Imports--$5.9 billion: industrial materials, nondurable consumer goods, agricultural products. Major suppliers--Latin America 39%, U.S.23%, EU 14%, and Asia 14%.
The Ecuadorian economy is based on petroleum production and exports of bananas, shrimp, and other primary agricultural products. In 2002, oil accounted for about 1/3 of public sector revenue and 40% of export earnings. Ecuador is the world's largest exporter of bananas ($936.5 million in 2002) and a major exporter of shrimp ($251 million in 2002). Exports of nontraditional products such as flowers ($291 million in 2002) and canned fish ($333 million in 2002) have grown in recent years. Industry is largely oriented to servicing the domestic market.
Deteriorating economic performance in 1997-98 culminated in a severe economic and financial crisis in 1999. The crisis was precipitated by a number of external shocks, including the El Nino weather phenomenon in 1997, a sharp drop in global oil prices in 1997-98, and international emerging market instability in 1997-98. These factors highlighted the Government of Ecuador's unsustainable economic policy mix of large fiscal deficits and expansionary money policy and resulted in an 7.3% contraction of GDP, annual year-on-year inflation of 52.2%, and a 65% devaluation of the national currency in 1999.

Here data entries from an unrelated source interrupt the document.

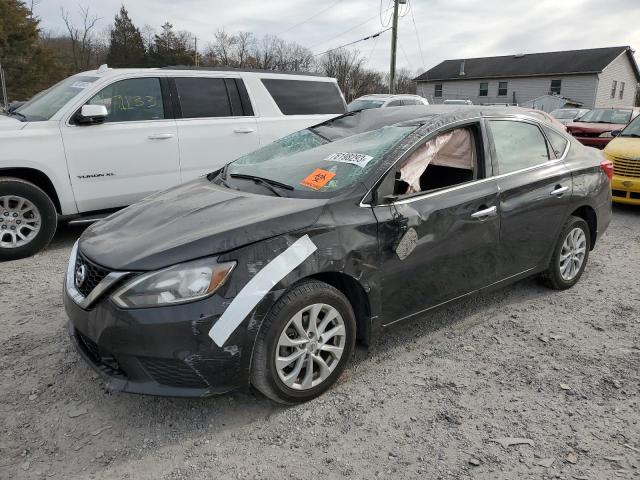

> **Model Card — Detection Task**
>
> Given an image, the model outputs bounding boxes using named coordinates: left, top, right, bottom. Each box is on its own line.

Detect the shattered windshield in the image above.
left=223, top=125, right=415, bottom=197
left=576, top=109, right=632, bottom=124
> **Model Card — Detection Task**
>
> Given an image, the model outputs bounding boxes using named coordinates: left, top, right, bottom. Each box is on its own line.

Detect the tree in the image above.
left=0, top=0, right=57, bottom=101
left=61, top=5, right=100, bottom=71
left=106, top=5, right=146, bottom=67
left=148, top=22, right=193, bottom=67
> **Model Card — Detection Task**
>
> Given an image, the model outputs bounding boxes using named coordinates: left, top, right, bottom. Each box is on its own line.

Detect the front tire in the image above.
left=540, top=216, right=590, bottom=290
left=0, top=178, right=57, bottom=261
left=251, top=280, right=356, bottom=404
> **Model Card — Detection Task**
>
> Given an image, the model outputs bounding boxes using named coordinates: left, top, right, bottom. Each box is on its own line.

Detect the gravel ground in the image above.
left=1, top=205, right=639, bottom=480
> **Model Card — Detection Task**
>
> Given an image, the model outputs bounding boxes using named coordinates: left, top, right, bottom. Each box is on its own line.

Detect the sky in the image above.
left=34, top=0, right=640, bottom=75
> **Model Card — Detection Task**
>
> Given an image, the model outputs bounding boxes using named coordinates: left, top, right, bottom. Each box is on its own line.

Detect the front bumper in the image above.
left=64, top=280, right=252, bottom=398
left=611, top=174, right=640, bottom=205
left=572, top=136, right=612, bottom=149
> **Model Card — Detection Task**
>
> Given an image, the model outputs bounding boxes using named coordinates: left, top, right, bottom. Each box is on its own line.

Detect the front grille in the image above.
left=139, top=357, right=209, bottom=389
left=75, top=252, right=111, bottom=297
left=612, top=156, right=640, bottom=178
left=612, top=189, right=628, bottom=198
left=572, top=131, right=601, bottom=138
left=75, top=330, right=126, bottom=378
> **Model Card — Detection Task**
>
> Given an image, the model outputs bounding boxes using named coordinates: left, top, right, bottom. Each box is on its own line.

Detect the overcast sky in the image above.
left=35, top=0, right=640, bottom=74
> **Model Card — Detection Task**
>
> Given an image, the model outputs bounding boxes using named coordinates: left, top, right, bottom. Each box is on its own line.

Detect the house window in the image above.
left=620, top=82, right=625, bottom=99
left=479, top=82, right=488, bottom=97
left=611, top=80, right=617, bottom=98
left=550, top=79, right=562, bottom=95
left=498, top=81, right=508, bottom=96
left=434, top=84, right=442, bottom=98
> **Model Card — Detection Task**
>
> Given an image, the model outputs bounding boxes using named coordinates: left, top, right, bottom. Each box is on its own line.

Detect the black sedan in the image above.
left=64, top=106, right=613, bottom=404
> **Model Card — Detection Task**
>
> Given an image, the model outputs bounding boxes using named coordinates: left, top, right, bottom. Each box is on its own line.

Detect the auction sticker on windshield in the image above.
left=325, top=152, right=374, bottom=168
left=300, top=168, right=336, bottom=190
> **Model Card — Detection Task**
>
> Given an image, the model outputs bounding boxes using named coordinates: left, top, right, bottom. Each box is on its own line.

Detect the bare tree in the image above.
left=211, top=29, right=237, bottom=67
left=60, top=5, right=100, bottom=71
left=234, top=31, right=255, bottom=68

On January 9, 2000, the administration of President Jamil Mahuad announced its intention to adopt the U.S. dollar as the official currency of Ecuador to address the ongoing economic crisis. Subsequent protest led to the removal of Mahuad from office and the elevation of Vice President Gustavo Noboa to the presidency.
The Noboa government confirmed its commitment to dollarize as the centerpiece of its economic recovery strategy, successfully completing the transition from sucres to dollars in 2001. Following the completion of a one-year stand-by program with the International Monetary Fund (IMF) in December 2001, Ecuador successfully negotiated a new $205 million stand-by agreement with the IMF in March 2003.
Buoyed by higher oil prices, the Ecuadorian economy experienced a modest recovery in 2000-01, with GDP rising 2.3% in 2000 and 5.4% in 2001. GDP growth leveled off to 3.3% in 2002 and will fall further, to about 1.7% in 2003, but is estimated to recover to over 4% in 2004, due largely to expanded oil exports. Inflation fell from an annual rate of 96.1% in 2000 to an annual rate of 22.4% in 2001, and should drop below 7% in 2003. Despite recent gains, 70% of the population lives below the poverty line, more than double the rate of 5 years ago.
The completion of the second Transandean Oil Pipeline (OCP in Spanish) in 2003 will enable Ecuador to expand oil exports. The OCP will double Ecuador’s oil transport capacity, but Ecuador will need to attract additional foreign investment to realize the full economic potential of the added capacity.